Nous renvoyons, sur ces sujets, à l'exposé complet de la troisième commission du 118e Congrès des notaires.
Dès lors, intercaler une personne morale entre le logement et le couple est source de prévisibilité et, partant, de sécurité juridique : chacun prend l'engagement dans les statuts de contribuer au financement à hauteur d'une somme clairement déterminée, et l'associé n'est débiteur envers la société d'aucune autre somme que celle qu'il s'est, ainsi, engagé à financer, peu important qu'il vive par ailleurs en couple avec l'autre associé.

Les forces d'un schéma en démembrement

Couplés au cadre sociétaire, les statuts sont bien connus : ils permettent de séparer pouvoir et propriété, donc d'éviter de sacrifier les droits futurs des descendants sur l'autel de la protection immédiate du dernier vivant.

Un usufruitier tout-puissant, sans dépouiller pour autant les nus-propriétaires de leur capital

– Alchimie gagnante de l'alliage entre démembrement et rouages sociétaires. – Les statuts peuvent stipuler une pleine souveraineté entre les mains de l'usufruitier, en prévoyant que l'intégralité des droits de vote attachés aux parts démembrées lui est attribuée, quel que soit le type d'assemblée générale (ordinaire ou extraordinaire) ou la nature des résolutions soumises à l'ordre du jour. Dès lors, faire en sorte que le dernier vivant soit usufruitier de la totalité du capital suffira à faire de celui-ci, sa vie durant, un décideur exclusif, les droits des nus-propriétaires étant cantonnés, pendant ce laps de temps, à leur droit (incompressible) à l'information, en assistant aux assemblées. Pour autant, les héritiers du prémourant ne seront pas lésés, quelle que soit la chronologie des décès, et ceci en nature ou au moins en valeur si l'associé survivant fait usage d'une clause d'agrément.

Un survivant pas seulement usufruitier

– Éviter le danger d'une position d'usufruitier stricto sensu . – Autre avantage de cette stratégie d'échange d'usufruit sur titres : à aucun moment, ni avant le premier décès ni après le second, aucun des deux membres du couple ne se trouve titulaire d'un simple droit limité à l'usufruit. Avant le premier décès, il détient des droits en nue-propriété, et après, des droits en pleine propriété, sur sa propre quote-part du capital. Est ainsi évacuée la problématique liée au fait que l'usufruitier ne saurait avoir la qualité d'associé, qui n'est reconnue qu'au seul propriétaire (nu ou plein) des droits sociaux. On connaît le danger de cette position. Même en réservant toute souveraineté à l'usufruitier au cours des assemblées générales, d'autres types de décisions collectives pourraient être prises sans son intervention. C'est notamment le cas d'une comparution unanime des associés (au rang desquels ne figure donc pas l'usufruitier) à un acte ratifié au nom de la personne morale dont ils sont membres. Tout risque de court-circuit est ici écarté, l'unanimité étant impossible sans le concours du dernier vivant.
Attention cependant : pour développer tous ses effets, le procédé décrit requiert le respect d'un mode d'emploi précis. Pas d'horlogerie de pointe sans précision dans chaque pièce de l'engrenage !
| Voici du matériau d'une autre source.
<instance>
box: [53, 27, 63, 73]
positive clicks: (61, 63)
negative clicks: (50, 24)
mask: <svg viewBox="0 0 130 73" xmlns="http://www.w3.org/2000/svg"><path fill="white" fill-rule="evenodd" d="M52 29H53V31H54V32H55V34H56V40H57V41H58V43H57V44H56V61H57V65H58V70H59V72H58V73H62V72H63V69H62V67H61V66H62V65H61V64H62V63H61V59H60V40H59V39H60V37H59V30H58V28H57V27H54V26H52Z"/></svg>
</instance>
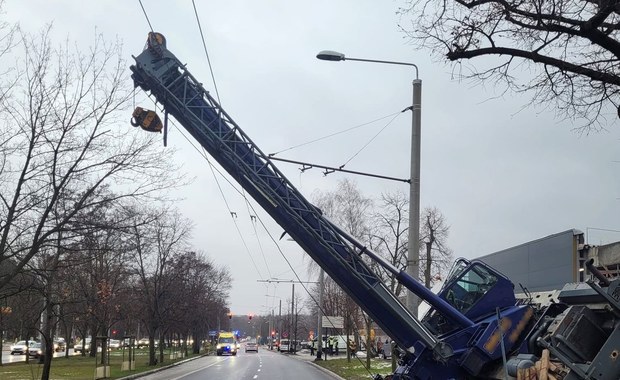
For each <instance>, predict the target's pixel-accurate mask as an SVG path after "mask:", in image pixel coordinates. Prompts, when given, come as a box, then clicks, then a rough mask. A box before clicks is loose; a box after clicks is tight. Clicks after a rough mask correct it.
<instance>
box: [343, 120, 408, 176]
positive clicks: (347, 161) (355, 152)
mask: <svg viewBox="0 0 620 380" xmlns="http://www.w3.org/2000/svg"><path fill="white" fill-rule="evenodd" d="M402 112H404V111H401V112H399V113H397V114H396V115H394V117H393V118H392V119H391V120H390V121H389V122H388V123H387V124H386V125H385V126H383V128H381V129H380V130H379V132H377V133H376V134H375V135H374V136H373V137H372V138H371V139H370V140H369V141H368V142H367V143H366V144H364V146H362V147H361V148H360V149H359V150H358V151H357V152H355V154H353V156H351V157H350V158H349V159H348V160H347V161H346V162H345V163H344V164H342V165H341V166H340V169H342V168H344V167H345V166H346V165H347V164H348V163H349V162H351V161H352V160H353V159H354V158H355V157H357V155H359V154H360V153H361V152H362V151H363V150H364V149H366V147H368V145H370V143H371V142H373V141H374V140H375V139H376V138H377V136H379V135H380V134H381V132H383V131H384V130H385V128H387V127H388V126H389V125H390V124H392V123H393V122H394V120H396V118H397V117H398V116H399V115H400V114H401V113H402Z"/></svg>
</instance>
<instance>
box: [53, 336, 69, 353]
mask: <svg viewBox="0 0 620 380" xmlns="http://www.w3.org/2000/svg"><path fill="white" fill-rule="evenodd" d="M66 349H67V342H66V341H65V338H56V339H54V351H56V352H60V351H64V350H66Z"/></svg>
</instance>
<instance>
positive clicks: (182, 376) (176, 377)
mask: <svg viewBox="0 0 620 380" xmlns="http://www.w3.org/2000/svg"><path fill="white" fill-rule="evenodd" d="M228 359H229V358H226V359H225V360H228ZM223 361H224V360H218V361H216V362H214V363H212V364H209V365H208V366H205V367H202V368H199V369H197V370H195V371H192V372H189V373H186V374H184V375H181V376H179V377H174V378H172V379H170V380H179V379H182V378H184V377H186V376H189V375H193V374H194V373H196V372H200V371H202V370H203V369H205V368H209V367H213V366H214V365H216V364H221V363H222V362H223Z"/></svg>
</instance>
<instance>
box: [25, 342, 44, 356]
mask: <svg viewBox="0 0 620 380" xmlns="http://www.w3.org/2000/svg"><path fill="white" fill-rule="evenodd" d="M43 352H44V351H43V346H41V343H34V344H33V345H31V346H30V348H29V349H28V356H30V357H31V358H37V359H38V358H40V357H42V356H43Z"/></svg>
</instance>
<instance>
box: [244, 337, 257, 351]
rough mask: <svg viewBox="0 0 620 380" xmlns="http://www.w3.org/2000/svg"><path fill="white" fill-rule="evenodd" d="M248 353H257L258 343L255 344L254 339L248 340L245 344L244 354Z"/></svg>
mask: <svg viewBox="0 0 620 380" xmlns="http://www.w3.org/2000/svg"><path fill="white" fill-rule="evenodd" d="M248 351H254V352H258V343H256V339H249V340H248V341H247V342H245V352H248Z"/></svg>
Rigueur de la précision requise

La solution proposée repose sur une charpente en trois points.

Un démembrement nécessairement appliqué sur des titres de société

Un démembrement nécessairement appliqué sur des titres de société

– L'enveloppe sociétaire, écrin indispensable. – On a pu s'interroger sur la nécessité de recourir, dans le cas que nous décrivons, à l'interposition d'une structure sociétaire. Ne pourrait-on pas se contenter d'une acquisition directe, à l'issue de laquelle chaque membre du couple se trouverait titulaire de droits indivis ? L'échange réciproque entre eux porterait alors sur l'usufruit de la quote-part indivise de chacun, de manière à ce qu'au décès du prémourant, le survivant conserve la jouissance exclusive du logement dans sa totalité, comme étant pleinement propriétaire d'une quote-part (sur laquelle l'usufruit du prémourant sera éteint) et usufruitier de l'autre (celle revenant aux héritiers du prémourant). Ce schéma simpliste est à bannir, pour deux raisons :
  • d'une part, la doctrine quasi unanime condamne ce montage, du fait d'un obstacle conceptuel de taille : les quotes-parts indivises étant par nature indéterminées et indistinctes, il est impossible d'isoler chacune d'elles pour les démembrer, et faire reposer l'usufruit de l'une sur la tête d'un seul coacquéreur, et celui de l'autre uniquement sur celle de l'autre coacquéreur. L'indivision est caractérisée par le fait que chacun de ses membres se trouve présent partout (et maître nulle part), à hauteur de sa quote-part certes, mais laquelle se retrouve dans chaque élément composant l'ensemble. Le démembrement de l'indivision étendrait donc l'indivision sur le tout, l'usufruit comme la nue-propriété, où qu'ils soient et de manière insécable. Il en serait de même, a fortiori, dans l'hypothèse où le logement aurait été acquis pour le compte d'une communauté existant entre deux époux, les deux moitiés de celle-ci ne pouvant être partagées et attribuées sans dissolution et liquidation de l'ensemble qu'elle constitue ;
  • d'autre part, et accessoirement, cette solution pèche par manque d'opportunité. Dans un tel schéma direct, le dernier vivant, même s'il restait seul titulaire d'un droit exclusif à la jouissance par un usufruit intégral, resterait en indivision sur la propriété. Ses actes de disposition (constitution de garantie, revente, remploi du prix) s'en trouveraient naturellement limités, puisque sans abusus, il ne pourrait jamais les accomplir seul.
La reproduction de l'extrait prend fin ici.